Já no que toca aos serviços digitais, apesar de Portugal ter “muito bons serviços online”, como o Portal do SNS, isso não significa que a maioria da população os consiga utilizar plenamente, defendeu o académico. “Confesso que fiquei invejoso quando abri o portal e vi a quantidade de informação que se pode descarregar”, admitiu Charles Normand. Porém, o académico irlandês sublinhou que “apenas uma parte da população” o consegue utilizar na sua totalidade. Normand destacou ainda que Portugal “tem muita informação”, pelo que precisa de “tirar partido da informação e implementar políticas baseadas nos dados”.

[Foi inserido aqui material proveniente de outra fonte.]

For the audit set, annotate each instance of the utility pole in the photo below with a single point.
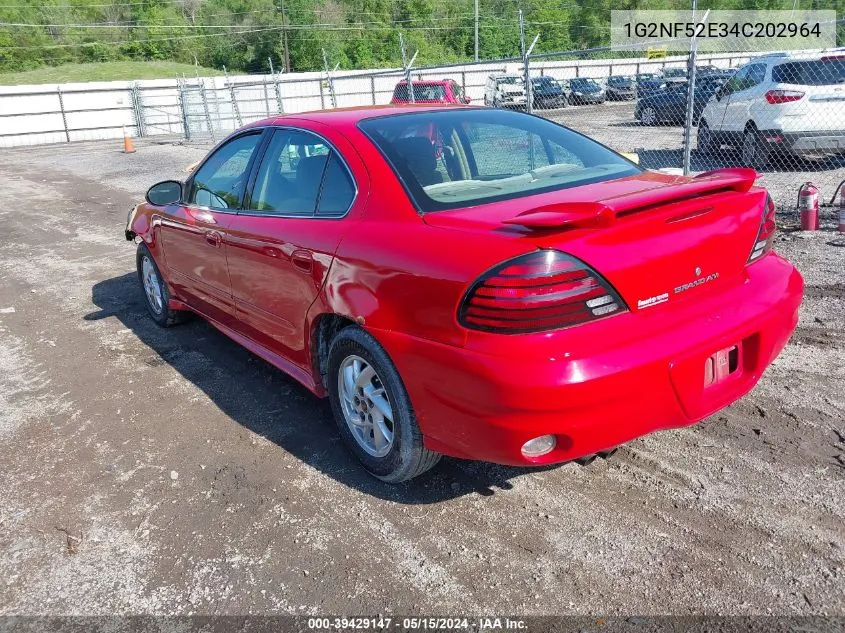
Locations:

Outro sinal que o documento deixa vai no sentido da necessidade de investimento nas infraestruturas, o que poderá passar pelo recurso às parcerias público-privadas. No que toca ao papel dos privados nos cuidados de saúde, os autores do relatório sublinham a necessidade de clarificar qual o lugar destes prestadores de cuidados: se, por um lado, fazem parte do SNS ou se, por outro lado, representam um sistema de saúde paralelo.

Na mesma sessão, o ministro da Saúde, Adalberto Campos Fernandes, apresentaou a comissão que irá trabalhar num livro branco subordinado ao tema “SNS: presente e futuro”, e que será coordenada pelo professor jubilado e antigo diretor da Escola Nacional de Saúde Pública Constantino Sakellarides.